According to author of the application the above logs indicates normal activity. So the thread is just waiting for activity on mobile device side. But:

bash-3.00# netstat -a|grep 192.168.210.185
bash-3.00#

gives nothing ! There is no ESTABLISHED state (the application exchanges data with the devices using TCP/IP protocol and sockets). Whenever I check any other thread, e.g. 5778 I get:

bash-3.00# grep " 5778" nohup.out
S, 5778, 192.168.209.162-Connection-5758, 2007-05-15--10:24:07

and

bash-3.00# netstat -a |grep 192.168.209.162
inkaso220.6400 192.168.209.162.50639 2144 28 49312 0 ESTABLISHED

So each "normal" thread has TCP/IP socket in an ESTABLISHED state.
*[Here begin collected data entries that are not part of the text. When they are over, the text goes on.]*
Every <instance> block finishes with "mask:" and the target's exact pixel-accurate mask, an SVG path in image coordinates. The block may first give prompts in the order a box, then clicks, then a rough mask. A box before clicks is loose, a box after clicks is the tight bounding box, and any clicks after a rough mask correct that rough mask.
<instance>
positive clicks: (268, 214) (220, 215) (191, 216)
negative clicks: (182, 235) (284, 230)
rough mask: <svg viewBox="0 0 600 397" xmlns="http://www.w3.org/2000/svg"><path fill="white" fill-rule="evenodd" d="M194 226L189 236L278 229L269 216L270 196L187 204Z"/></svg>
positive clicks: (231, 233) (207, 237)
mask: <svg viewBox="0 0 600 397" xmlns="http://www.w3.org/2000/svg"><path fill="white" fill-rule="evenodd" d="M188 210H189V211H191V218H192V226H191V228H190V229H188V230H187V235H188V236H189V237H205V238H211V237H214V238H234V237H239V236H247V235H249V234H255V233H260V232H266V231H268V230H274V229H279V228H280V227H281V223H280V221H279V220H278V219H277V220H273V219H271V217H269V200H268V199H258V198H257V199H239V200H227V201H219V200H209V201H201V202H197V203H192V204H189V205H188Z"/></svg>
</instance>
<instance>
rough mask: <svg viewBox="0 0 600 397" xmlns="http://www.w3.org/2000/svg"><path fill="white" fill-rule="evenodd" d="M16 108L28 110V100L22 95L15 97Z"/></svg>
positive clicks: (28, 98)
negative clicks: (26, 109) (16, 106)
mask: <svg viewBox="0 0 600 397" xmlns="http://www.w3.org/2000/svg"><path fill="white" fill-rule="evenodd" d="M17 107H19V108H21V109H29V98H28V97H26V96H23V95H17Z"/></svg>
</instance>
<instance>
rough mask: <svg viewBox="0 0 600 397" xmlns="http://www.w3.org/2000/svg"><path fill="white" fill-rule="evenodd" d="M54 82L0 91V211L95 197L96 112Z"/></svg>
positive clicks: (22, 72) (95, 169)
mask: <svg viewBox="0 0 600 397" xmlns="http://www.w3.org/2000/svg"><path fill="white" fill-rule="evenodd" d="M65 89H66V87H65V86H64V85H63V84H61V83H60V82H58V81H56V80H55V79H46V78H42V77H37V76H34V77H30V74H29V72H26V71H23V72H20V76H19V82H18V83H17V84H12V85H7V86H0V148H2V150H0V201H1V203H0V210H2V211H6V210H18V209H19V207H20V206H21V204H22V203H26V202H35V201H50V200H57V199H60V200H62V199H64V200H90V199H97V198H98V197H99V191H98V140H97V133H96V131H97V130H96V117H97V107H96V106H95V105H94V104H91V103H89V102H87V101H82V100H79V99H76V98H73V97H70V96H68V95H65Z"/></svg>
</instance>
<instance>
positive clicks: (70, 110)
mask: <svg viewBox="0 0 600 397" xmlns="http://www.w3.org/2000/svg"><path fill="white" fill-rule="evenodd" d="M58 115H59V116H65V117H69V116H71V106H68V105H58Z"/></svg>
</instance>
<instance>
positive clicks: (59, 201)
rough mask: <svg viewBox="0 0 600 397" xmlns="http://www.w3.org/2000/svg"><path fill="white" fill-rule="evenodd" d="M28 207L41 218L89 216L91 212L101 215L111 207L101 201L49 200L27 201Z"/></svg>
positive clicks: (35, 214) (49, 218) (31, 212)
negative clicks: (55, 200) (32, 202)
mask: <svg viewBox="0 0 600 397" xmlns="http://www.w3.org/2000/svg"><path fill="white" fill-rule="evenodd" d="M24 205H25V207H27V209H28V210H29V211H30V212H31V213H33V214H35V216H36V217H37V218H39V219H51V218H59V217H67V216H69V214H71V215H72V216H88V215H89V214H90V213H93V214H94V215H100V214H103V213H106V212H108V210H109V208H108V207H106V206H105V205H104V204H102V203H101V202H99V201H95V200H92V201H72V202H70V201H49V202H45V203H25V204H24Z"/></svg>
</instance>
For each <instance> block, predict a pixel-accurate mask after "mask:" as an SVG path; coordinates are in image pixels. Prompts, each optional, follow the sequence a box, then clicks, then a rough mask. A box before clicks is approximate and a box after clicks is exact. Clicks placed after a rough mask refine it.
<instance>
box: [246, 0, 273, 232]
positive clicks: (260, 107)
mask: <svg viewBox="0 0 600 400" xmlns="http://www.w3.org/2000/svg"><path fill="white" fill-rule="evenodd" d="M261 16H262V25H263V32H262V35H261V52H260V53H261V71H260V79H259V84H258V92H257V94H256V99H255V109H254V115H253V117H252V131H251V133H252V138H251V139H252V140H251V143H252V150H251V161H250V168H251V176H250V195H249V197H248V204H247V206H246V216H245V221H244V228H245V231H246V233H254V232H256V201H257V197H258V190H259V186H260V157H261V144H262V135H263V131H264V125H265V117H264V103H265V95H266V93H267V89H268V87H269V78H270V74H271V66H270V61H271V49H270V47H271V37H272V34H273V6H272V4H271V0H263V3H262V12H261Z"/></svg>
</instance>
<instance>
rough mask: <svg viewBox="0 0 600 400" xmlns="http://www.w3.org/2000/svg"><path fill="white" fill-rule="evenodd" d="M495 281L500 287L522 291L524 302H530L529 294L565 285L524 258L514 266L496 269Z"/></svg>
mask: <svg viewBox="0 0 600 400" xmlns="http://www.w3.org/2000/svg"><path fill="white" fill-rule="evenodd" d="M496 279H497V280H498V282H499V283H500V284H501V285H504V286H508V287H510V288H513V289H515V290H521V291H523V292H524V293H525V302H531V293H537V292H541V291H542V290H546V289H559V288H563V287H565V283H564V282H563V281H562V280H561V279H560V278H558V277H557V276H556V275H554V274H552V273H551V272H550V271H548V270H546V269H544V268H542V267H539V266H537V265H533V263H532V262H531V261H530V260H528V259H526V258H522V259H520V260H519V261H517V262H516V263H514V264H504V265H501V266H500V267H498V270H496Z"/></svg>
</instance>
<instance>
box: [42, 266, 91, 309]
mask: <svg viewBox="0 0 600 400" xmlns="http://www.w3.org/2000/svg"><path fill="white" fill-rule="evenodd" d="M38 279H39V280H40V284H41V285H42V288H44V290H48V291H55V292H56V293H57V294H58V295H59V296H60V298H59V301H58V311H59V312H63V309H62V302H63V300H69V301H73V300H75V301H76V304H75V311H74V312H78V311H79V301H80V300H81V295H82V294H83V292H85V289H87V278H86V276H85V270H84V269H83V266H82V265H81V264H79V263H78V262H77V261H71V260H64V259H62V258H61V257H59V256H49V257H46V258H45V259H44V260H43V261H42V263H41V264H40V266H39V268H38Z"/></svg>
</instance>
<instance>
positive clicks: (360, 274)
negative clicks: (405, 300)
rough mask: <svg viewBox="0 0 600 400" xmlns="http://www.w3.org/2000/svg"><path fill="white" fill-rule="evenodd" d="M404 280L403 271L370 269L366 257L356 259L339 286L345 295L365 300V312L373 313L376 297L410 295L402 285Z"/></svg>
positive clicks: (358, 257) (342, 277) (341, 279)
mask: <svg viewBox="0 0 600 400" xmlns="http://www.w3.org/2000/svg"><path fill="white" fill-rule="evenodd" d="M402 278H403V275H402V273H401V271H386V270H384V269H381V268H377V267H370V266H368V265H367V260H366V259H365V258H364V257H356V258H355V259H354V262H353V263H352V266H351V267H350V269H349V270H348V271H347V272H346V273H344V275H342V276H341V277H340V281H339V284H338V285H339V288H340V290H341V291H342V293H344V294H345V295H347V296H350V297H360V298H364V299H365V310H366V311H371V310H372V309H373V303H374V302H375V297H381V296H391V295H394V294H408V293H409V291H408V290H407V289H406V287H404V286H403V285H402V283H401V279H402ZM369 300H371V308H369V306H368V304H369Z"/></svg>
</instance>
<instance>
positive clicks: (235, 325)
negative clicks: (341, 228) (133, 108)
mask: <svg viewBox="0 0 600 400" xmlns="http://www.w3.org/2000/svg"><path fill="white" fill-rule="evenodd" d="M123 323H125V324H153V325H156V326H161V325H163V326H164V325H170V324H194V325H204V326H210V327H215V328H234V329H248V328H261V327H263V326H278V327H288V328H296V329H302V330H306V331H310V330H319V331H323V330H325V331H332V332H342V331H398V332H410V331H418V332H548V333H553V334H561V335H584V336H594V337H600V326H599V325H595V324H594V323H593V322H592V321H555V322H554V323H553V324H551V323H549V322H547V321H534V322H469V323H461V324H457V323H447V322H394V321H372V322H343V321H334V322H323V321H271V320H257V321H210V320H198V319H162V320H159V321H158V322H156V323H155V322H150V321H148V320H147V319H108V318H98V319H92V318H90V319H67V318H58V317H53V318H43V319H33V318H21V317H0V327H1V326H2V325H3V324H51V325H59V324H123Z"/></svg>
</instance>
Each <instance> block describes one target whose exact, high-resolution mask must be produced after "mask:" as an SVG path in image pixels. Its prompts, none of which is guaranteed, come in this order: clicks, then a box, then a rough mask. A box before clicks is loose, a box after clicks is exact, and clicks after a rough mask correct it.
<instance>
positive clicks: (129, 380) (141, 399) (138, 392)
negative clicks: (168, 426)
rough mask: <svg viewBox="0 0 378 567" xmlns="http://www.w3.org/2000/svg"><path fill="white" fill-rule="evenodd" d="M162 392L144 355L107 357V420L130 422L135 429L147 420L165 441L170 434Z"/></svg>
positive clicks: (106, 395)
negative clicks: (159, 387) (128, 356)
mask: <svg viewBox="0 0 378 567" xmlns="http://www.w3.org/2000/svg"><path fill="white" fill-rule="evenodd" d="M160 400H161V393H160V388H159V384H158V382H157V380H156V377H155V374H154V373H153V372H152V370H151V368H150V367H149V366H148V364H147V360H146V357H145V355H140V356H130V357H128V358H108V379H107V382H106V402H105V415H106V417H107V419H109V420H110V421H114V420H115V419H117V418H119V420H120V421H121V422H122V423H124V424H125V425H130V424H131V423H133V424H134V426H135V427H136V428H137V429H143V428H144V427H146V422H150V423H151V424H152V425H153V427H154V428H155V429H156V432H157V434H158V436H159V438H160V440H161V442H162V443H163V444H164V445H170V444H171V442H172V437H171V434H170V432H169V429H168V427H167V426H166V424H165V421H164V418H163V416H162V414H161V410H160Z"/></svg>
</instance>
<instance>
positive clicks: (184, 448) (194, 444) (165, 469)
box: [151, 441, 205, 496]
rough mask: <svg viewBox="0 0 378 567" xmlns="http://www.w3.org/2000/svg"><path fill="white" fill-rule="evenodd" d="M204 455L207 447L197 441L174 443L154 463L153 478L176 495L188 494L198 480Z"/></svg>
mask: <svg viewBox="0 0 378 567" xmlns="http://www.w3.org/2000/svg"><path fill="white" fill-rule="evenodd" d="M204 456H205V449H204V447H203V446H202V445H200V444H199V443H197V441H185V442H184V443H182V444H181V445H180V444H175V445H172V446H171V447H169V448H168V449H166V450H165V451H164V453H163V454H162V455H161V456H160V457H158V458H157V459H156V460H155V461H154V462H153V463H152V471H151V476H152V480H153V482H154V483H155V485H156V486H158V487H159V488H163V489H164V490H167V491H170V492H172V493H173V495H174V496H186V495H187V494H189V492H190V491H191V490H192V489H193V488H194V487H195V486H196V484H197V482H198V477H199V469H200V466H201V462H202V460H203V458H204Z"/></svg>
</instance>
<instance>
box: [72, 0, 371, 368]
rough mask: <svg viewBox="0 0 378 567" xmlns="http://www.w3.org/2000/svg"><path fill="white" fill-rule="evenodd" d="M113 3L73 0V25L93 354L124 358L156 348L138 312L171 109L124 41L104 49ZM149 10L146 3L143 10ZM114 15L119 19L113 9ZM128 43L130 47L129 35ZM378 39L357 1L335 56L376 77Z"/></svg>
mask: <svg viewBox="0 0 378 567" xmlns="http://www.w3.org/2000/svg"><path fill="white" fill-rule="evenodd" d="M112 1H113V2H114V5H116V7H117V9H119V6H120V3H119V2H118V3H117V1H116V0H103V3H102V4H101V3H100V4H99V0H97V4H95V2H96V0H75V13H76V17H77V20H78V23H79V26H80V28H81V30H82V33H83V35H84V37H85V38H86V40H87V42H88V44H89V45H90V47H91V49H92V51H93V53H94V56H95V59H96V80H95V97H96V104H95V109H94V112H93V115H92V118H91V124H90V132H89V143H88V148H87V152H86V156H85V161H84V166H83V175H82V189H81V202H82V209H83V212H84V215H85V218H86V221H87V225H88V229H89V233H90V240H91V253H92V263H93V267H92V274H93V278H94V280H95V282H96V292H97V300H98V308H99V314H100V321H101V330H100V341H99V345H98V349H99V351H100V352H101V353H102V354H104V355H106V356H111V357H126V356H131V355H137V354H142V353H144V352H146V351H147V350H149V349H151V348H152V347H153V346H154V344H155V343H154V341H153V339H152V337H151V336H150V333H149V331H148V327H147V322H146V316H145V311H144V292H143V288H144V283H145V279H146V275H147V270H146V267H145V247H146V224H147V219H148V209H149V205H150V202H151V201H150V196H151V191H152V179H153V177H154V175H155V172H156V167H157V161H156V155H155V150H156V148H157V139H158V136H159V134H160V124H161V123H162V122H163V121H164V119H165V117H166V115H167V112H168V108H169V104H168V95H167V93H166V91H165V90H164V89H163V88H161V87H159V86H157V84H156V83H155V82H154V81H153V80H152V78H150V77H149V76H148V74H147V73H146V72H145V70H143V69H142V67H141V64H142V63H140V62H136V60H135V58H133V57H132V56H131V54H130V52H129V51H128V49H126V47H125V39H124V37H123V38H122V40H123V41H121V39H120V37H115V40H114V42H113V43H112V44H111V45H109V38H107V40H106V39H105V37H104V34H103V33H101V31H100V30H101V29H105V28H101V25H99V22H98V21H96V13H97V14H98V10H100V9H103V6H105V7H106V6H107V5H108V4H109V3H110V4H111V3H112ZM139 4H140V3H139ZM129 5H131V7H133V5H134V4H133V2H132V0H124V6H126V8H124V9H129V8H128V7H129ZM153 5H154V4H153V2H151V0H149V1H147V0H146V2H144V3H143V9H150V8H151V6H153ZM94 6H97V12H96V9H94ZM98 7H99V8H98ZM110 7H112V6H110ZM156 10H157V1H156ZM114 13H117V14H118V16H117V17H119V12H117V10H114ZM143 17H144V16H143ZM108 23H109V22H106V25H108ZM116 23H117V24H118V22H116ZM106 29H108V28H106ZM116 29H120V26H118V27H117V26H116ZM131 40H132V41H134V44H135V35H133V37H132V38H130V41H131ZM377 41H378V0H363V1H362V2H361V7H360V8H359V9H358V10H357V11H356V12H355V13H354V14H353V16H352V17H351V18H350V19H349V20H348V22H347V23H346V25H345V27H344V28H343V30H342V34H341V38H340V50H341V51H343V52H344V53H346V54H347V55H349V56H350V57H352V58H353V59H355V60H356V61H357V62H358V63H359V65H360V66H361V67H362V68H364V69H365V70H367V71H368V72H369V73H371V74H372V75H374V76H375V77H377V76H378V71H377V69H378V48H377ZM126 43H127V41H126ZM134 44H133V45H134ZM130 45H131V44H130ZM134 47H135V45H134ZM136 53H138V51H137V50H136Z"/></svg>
But the thread 5069 has nothing ! It seems that the mobile device has already disconnected but the application doesn't register that. I have shown that to the author and she mentioned that she doesn't check timeouts in TCP/IP sockets because there was such requirement during design (the mobile devices are connected using GPRS and it is cheaper (!) to hold already established connection for many hours then initiate a new one). She admitted that there is a line with setSoTimeout but it had been commented out. She agreed to uncomment it and see if it changes anything tomorrow after restart.